# My Balloon Molly finally had her babies today! As always I provide PICTURES!



## crazyfishlady (Nov 4, 2007)

Yes, I know a Balloon Molly is just a deformed molly and many fish keepers are against keeping and or breeding deformed fish. Well, I didn't know it was a deformed fish at the time of purchase. Anywho, she had her babies and here's some pics:


----------



## crazyfishlady (Nov 4, 2007)

End result: about 30 fry! Surprisingly she didn't try to eat any of them.


----------



## Shaggy (Apr 29, 2005)

Nice. They look great.


----------



## emc7 (Jul 23, 2005)

Wow, you are really lucky she lived. People like how they look, but they do have a higher mortality rate. Breeding the ones who live should, over the long term, make future generations less fragile.


----------



## crazyfishlady (Nov 4, 2007)

Oh really? I didn't know that. This is actually her third batch.


----------



## Kurtfr0 (Nov 2, 2008)

nice! baby fishes are funnn.
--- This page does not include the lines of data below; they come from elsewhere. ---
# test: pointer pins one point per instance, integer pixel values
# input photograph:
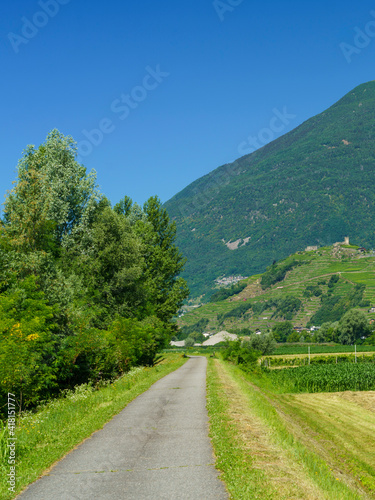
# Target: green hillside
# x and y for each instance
(320, 286)
(313, 186)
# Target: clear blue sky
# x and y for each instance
(222, 69)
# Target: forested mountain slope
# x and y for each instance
(313, 186)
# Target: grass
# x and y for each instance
(45, 436)
(267, 447)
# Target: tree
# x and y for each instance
(109, 261)
(54, 197)
(264, 343)
(163, 262)
(352, 326)
(189, 342)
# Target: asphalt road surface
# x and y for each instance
(156, 448)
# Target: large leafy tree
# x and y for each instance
(54, 197)
(109, 263)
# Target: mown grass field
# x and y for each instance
(281, 446)
(45, 436)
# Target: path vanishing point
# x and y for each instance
(156, 448)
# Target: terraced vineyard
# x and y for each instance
(312, 270)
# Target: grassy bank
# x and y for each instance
(57, 427)
(270, 446)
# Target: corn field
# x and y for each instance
(325, 378)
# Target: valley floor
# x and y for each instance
(290, 446)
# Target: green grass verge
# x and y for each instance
(242, 480)
(46, 436)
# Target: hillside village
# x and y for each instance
(316, 274)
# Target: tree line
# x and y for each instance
(87, 289)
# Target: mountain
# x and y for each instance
(307, 288)
(312, 186)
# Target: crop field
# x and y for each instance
(276, 444)
(325, 378)
(283, 349)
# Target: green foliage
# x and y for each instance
(306, 188)
(312, 290)
(240, 353)
(86, 291)
(27, 345)
(335, 306)
(277, 272)
(353, 325)
(224, 293)
(198, 327)
(263, 343)
(326, 378)
(282, 330)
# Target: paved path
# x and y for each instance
(156, 448)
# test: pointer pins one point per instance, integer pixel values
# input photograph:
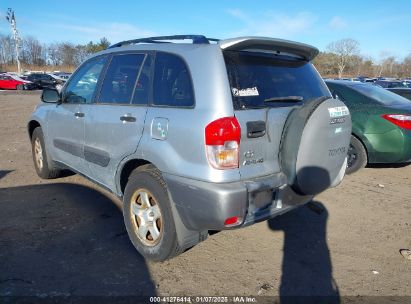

Ballon mollys are sorta popular too.


----------



## Guest (Apr 2, 2009)

wow! nice goin CFL! congrats!


----------



## aquatico (Mar 5, 2009)

Congrats they look great!  I had my first successful fry a few weeks ago. They are cute I can't wait till I can take them out of the breeder net!


----------



## Dragonbeards (Dec 14, 2008)

Congrats on the fry! They are so cute, and you got 30 of them? Wow.


----------



## rskb3467 (Mar 29, 2009)

Congrats! really neat pics of the birth!! I hope I can see my guppies and my platy have their fry!!!


----------



## fish bubbles (Mar 17, 2009)

ok , im new to this site. but i am not seeing any pictures that you said are posted. what am i missing?


----------



## crazyfishlady (Nov 4, 2007)

Really? That's strange. You can try holding down ctrl + alt and then click the refresh button. Tell me if you see anything then.


----------



## fish bubbles (Mar 17, 2009)

the only picture i see is your avatar


----------



## crazyfishlady (Nov 4, 2007)

What are you using? Firefox, Internet Explorer, AOL,...?


----------



## Guest (Apr 3, 2009)

works fine for me......


----------



## fish bubbles (Mar 17, 2009)

im using internet explorer


----------



## smark (Dec 2, 2008)

Those are great looking pictures you captured. Congrats.


----------



## SunshinePlaty (Mar 14, 2009)

Aw, congrats. They're so cute! My friend's molly had babies a little while ago. I was surprised that ballon mollies don't try to eat the fry like other fish do.


----------



## elvis332 (Dec 29, 2007)

wow there big and colorful


----------



## fish bubbles (Mar 17, 2009)

i tried viewing this thread here at home this time, i can see them. that is awesome!!!


----------